1852'de Dmitry Iosifovich Ivanovsky (Rus botanikçi), mozaik hastalığına yakalanmış tütün bitkilerinden bulaşıcı bir ekstrakt elde etmeyi başardı. Bu yapıya tütün mozaik virüsü adı verilmektedir.

Virüs yapısı


Viral parçacığın tam merkezinde genom bulunur (DNA veya RNA yapısıyla temsil edilen kalıtsal bilgi - konum 1). Genomun etrafında bir protein kabuğu ile temsil edilen bir kapsid (pozisyon 2) vardır. Kapsidin protein kabuğunun yüzeyinde bir lipoprotein kabuğu vardır (pozisyon 3). Kapsomerler kabuğun içinde bulunur (konum 4). Her kapsomer bir veya iki protein zincirinden oluşur. Her virüsün kapsomer sayısı kesinlikle sabittir. Her virüs belirli sayıda kapsomer içerir, dolayısıyla farklı virüs türlerindeki sayıları
önemli ölçüde farklı. Bazı virüslerin yapısında protein kabuğu (kapsid) bulunmaz. Bu tür virüslere basit virüsler denir. Tersine, yapısında başka bir dış (ilave lipoprotein) kabuk bulunan virüslere kompleks denir.
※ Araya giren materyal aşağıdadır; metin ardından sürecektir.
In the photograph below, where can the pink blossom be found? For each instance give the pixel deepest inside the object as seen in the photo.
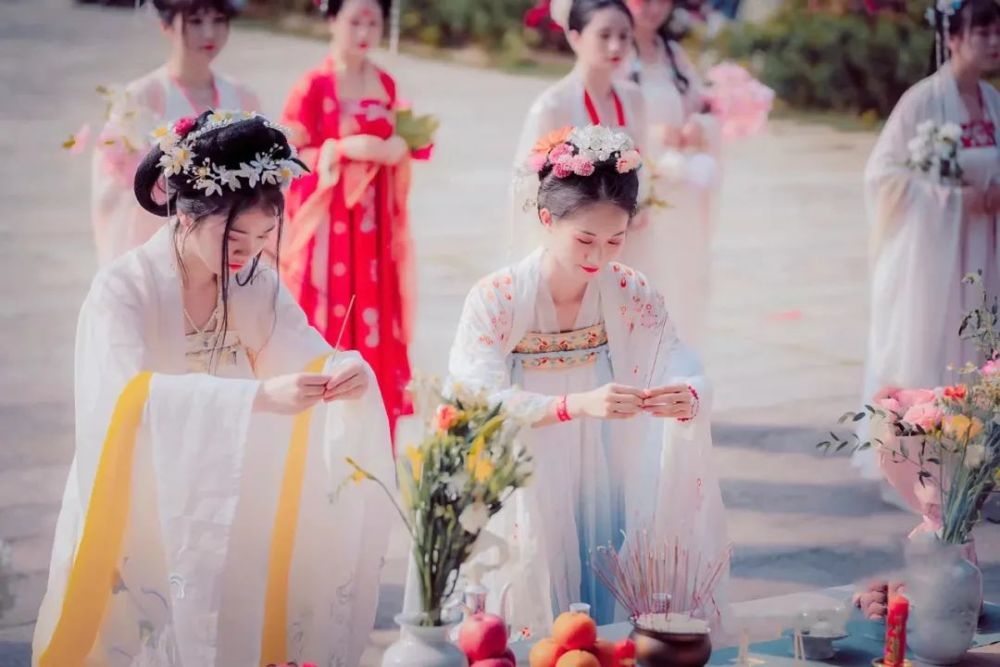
(628, 161)
(581, 166)
(78, 142)
(889, 404)
(562, 169)
(909, 398)
(536, 161)
(184, 125)
(560, 151)
(925, 415)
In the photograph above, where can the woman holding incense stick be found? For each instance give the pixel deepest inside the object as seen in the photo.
(199, 524)
(581, 348)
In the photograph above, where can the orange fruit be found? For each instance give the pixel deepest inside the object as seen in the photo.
(574, 631)
(578, 659)
(545, 653)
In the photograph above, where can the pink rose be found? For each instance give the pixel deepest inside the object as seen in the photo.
(909, 398)
(582, 166)
(446, 416)
(560, 151)
(562, 169)
(536, 162)
(889, 405)
(925, 415)
(184, 125)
Virüslerin iki yaşam formu vardır. Virüsün hücre dışı yaşam formuna denir varyans(dinlenme durumu, bekleme). Virüsün aktif olarak çoğalan hücre içi yaşam formuna bitkisel denir.

Virüslerin özellikleri

Virüsler hücresel bir yapıya sahip değildir, en küçük canlı organizmalar olarak sınıflandırılır, hücre içinde çoğalır, basit bir yapıya sahiptir, çoğu çeşitli hastalıklara neden olur, her virüs türü yalnızca belirli hücre türlerini tanır ve enfekte eder, yalnızca bir tür içerir. Nükleik asit (DNA veya RNA).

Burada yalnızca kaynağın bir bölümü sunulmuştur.